本文纠正长久以来我对 OID(Object Identifiers) 的一个错误认知,我一直以为 OID 是全局唯一的,造成这个错误认知的原因之一是,在我刚接触 PostgreSQL 时看的一本书里相关的描述让我产生了这样的错觉。
我不确定其他人看这里的描述会不会跟我有一样的感觉,但即使我知道 create database
的时候会把 template 里的系统表进行拷贝,我的大脑依然自洽地认为 OID 是在每个 database 内全局唯一的,甚至在我看到 PG12 创建表 WITH OIDS 选项被删除 时,我的大脑也以 WITH OIDS 会导致 oid 被耗尽 的缘由把我说服了。
直到前段时间看 PG 文档 8.19. Object Identifier Types ,才让我开始质疑自己长久以来的错误认知:
Object identifiers (OIDs) are used internally by PostgreSQL as primary keys for various system tables.
The oid type is currently implemented as an unsigned four-byte integer. Therefore, it is not large enough to provide database-wide uniqueness in large databases, or even in large individual tables.
然后我翻看了源码,GetNewObjectId
在集群范围内用一个计数器生成 OID,但这个计数器会 wraparound:
/*
* GetNewObjectId -- allocate a new OID
*
* OIDs are generated by a cluster-wide counter.
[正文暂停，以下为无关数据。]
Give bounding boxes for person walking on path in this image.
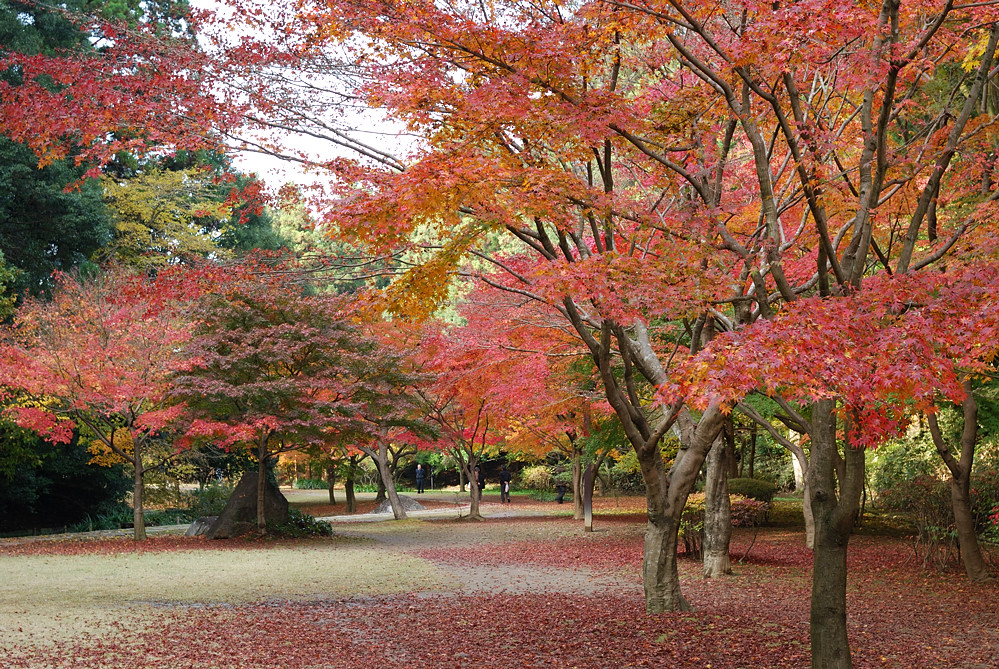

Since they are only 32 bits
* wide, counter wraparound will occur eventually, and therefore it is unwise
* to assume they are unique unless precautions are taken to make them so.
* Hence, this routine should generally not be used directly. The only direct
* callers should be GetNewOidWithIndex() and GetNewRelFileNumber() in
* catalog/catalog.c.
*/
Oid
GetNewObjectId(void)
{
Oid result;
/* safety check, we should never get this far in a HS standby */
if (RecoveryInProgress())
elog(ERROR, "cannot assign OIDs during recovery");
LWLockAcquire(OidGenLock, LW_EXCLUSIVE);
/*
* Check for wraparound of the OID counter. We *must* not return 0
* (InvalidOid), and in normal operation we mustn't return anything below
* FirstNormalObjectId since that range is reserved for initdb (see
* IsCatalogRelationOid()). Note we are relying on unsigned comparison.
*
* During initdb, we start the OID generator at FirstGenbkiObjectId, so we
* only wrap if before that point when in bootstrap or standalone mode.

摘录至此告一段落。